CP: Baseado em que se deve confiar? BL: Fiz um livro sobre o Conselho de Estado da França. Um trabalho de seis anos. Há solidez nos procedimentos jurisdicionais, mesmo submetidos, por essa esquisitice francesa, ao executivo. O ex-presidente Jacques Chirac foi condenado contra todas as previsões. O direito administrativo impôs-se. Precisamos, mesmo nos países com muita corrupção, confiar nas instituições jurídicas.
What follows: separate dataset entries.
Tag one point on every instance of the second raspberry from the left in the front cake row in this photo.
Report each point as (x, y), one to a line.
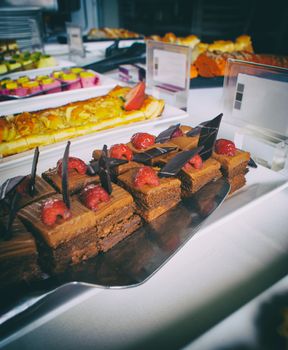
(92, 195)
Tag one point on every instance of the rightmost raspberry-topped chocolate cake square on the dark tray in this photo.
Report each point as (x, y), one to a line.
(234, 163)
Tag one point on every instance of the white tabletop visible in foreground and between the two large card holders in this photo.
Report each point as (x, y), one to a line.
(226, 264)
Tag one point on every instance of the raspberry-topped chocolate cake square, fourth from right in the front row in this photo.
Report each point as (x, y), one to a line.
(115, 214)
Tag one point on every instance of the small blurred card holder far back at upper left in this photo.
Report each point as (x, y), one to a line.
(75, 40)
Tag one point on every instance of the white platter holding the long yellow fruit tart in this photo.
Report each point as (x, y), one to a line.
(83, 146)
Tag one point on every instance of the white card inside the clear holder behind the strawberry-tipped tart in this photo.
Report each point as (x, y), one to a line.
(169, 68)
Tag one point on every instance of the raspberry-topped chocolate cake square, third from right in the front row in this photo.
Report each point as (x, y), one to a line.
(153, 195)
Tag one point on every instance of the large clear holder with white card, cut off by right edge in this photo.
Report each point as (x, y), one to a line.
(255, 100)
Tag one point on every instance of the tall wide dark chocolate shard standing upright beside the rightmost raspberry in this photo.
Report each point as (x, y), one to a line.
(208, 136)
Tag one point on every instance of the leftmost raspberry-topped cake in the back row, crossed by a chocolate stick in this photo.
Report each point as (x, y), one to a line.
(78, 176)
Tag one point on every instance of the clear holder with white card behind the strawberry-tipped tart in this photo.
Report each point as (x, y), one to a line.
(168, 72)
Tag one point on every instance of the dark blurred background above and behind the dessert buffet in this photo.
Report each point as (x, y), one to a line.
(266, 22)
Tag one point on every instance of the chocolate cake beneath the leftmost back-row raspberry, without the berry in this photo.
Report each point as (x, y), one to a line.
(76, 181)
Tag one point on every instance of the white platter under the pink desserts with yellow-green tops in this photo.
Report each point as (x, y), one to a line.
(58, 98)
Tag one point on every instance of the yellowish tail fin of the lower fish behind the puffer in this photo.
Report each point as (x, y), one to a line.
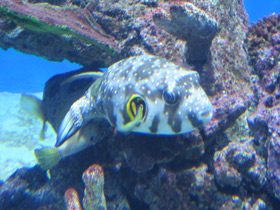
(47, 158)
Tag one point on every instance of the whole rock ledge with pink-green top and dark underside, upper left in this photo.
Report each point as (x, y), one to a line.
(42, 28)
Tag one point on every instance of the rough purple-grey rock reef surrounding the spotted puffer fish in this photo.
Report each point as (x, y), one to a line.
(232, 163)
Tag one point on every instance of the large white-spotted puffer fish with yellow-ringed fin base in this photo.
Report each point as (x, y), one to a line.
(145, 94)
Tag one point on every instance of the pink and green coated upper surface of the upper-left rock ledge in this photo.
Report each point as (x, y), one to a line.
(61, 21)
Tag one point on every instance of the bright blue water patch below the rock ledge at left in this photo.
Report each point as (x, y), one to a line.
(27, 73)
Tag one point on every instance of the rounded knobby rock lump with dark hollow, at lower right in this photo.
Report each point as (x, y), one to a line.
(238, 162)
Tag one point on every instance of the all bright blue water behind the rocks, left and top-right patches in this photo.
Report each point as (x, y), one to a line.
(27, 73)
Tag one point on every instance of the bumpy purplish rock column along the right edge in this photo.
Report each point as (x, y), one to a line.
(264, 50)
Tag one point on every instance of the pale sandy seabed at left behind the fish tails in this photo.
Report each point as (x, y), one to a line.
(19, 135)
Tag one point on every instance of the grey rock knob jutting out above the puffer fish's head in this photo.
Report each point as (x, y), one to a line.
(187, 22)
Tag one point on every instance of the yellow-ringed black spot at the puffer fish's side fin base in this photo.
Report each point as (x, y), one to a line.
(135, 102)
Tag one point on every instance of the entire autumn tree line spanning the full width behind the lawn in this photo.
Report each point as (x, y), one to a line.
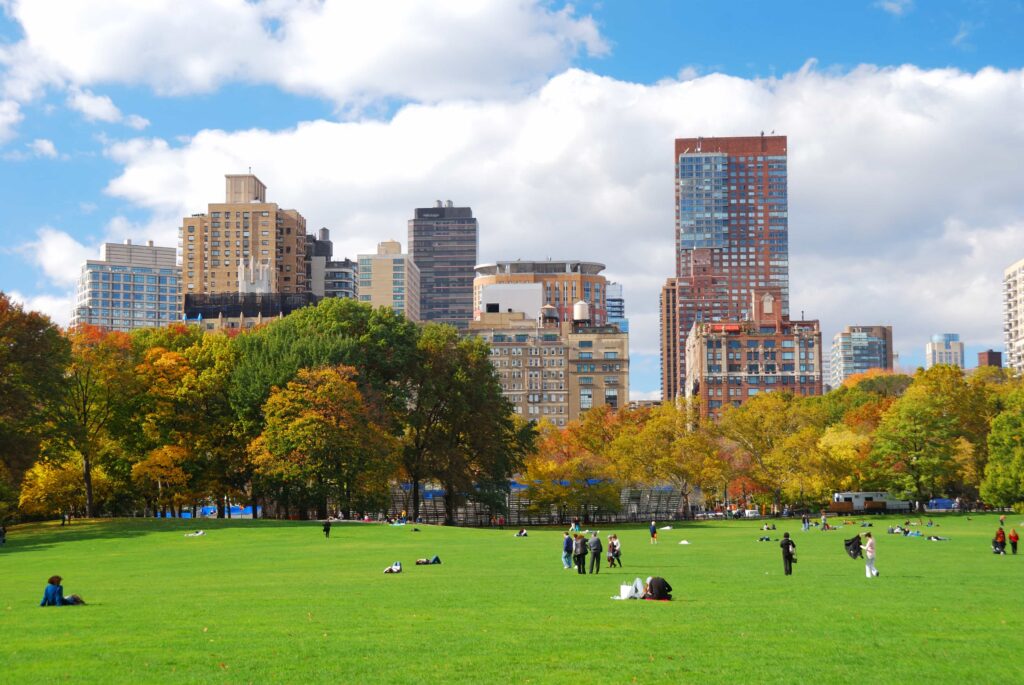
(329, 407)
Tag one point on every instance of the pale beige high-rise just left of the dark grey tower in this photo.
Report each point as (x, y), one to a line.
(391, 279)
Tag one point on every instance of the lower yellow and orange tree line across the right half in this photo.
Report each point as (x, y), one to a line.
(937, 434)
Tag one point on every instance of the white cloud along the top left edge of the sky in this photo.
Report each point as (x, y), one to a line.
(348, 53)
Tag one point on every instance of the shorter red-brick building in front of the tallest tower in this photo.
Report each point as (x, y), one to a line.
(731, 361)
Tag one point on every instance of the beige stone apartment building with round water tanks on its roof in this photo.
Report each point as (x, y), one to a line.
(557, 370)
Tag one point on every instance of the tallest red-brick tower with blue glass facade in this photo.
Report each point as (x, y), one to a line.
(732, 232)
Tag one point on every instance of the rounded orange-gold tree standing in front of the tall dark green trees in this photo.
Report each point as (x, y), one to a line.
(321, 442)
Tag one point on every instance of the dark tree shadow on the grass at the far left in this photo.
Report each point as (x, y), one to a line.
(31, 537)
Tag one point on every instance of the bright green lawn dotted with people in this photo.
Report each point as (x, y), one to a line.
(275, 603)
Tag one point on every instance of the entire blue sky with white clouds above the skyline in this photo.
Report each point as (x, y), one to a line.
(556, 124)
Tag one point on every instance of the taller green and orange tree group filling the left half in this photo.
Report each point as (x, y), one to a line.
(323, 409)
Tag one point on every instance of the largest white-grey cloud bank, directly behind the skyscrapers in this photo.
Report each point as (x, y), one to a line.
(905, 184)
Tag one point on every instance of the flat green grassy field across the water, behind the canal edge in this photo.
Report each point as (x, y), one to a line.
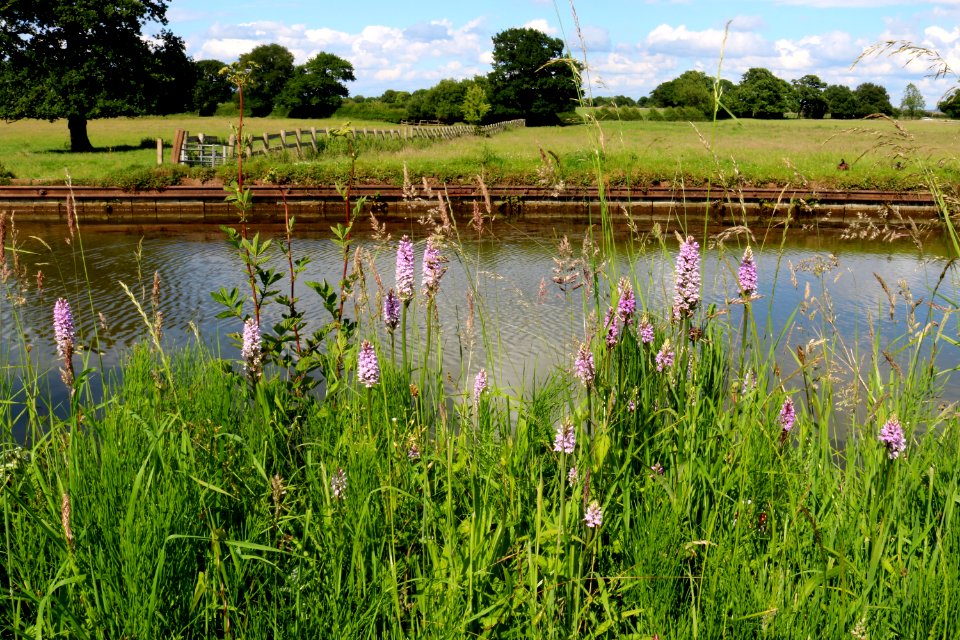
(753, 151)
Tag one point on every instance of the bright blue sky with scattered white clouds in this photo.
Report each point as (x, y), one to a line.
(631, 45)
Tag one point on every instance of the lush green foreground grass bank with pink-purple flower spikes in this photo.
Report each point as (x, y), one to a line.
(668, 480)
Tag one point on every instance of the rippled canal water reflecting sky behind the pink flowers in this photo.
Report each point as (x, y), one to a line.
(831, 289)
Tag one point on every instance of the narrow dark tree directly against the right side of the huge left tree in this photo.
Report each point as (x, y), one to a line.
(173, 76)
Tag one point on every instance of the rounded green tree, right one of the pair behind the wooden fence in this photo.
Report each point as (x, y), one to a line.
(316, 88)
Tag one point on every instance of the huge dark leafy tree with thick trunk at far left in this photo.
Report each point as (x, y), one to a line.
(75, 59)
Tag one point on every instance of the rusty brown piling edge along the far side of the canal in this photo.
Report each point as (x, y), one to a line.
(664, 205)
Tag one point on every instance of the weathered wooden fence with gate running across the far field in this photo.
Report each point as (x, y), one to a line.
(210, 151)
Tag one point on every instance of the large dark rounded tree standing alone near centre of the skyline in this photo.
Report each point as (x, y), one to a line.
(527, 80)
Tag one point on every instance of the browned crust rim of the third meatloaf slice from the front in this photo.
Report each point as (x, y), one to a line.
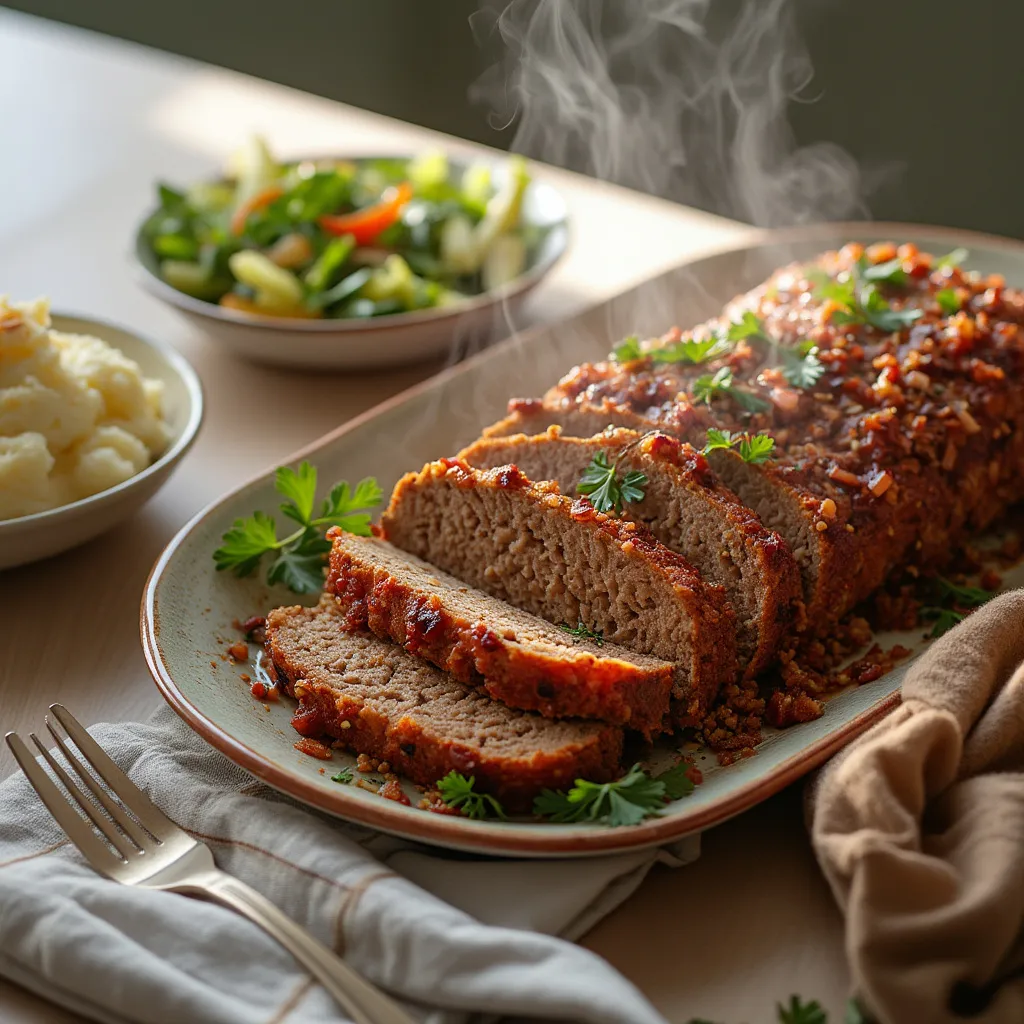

CP: Pedir confiança sem critérios sólidos não parece ingênuo? BL: Em todo caso, não cabe aos jornalistas, professores e intelectuais acrescentar mais dúvidas e suspeitas. O público não engole qualquer coisa. Não é preciso insistir nisso. A hora é de confiar. Uma posição irônica de dúvida constante hoje é criminosa. A ironia de Roland Barthes não cabe mais. Insistir nisso, como se diz nos Estados Unidos, é se colocar na pós-verdade. Temos verdades científicas sólidas e que são mais do que meras opiniões.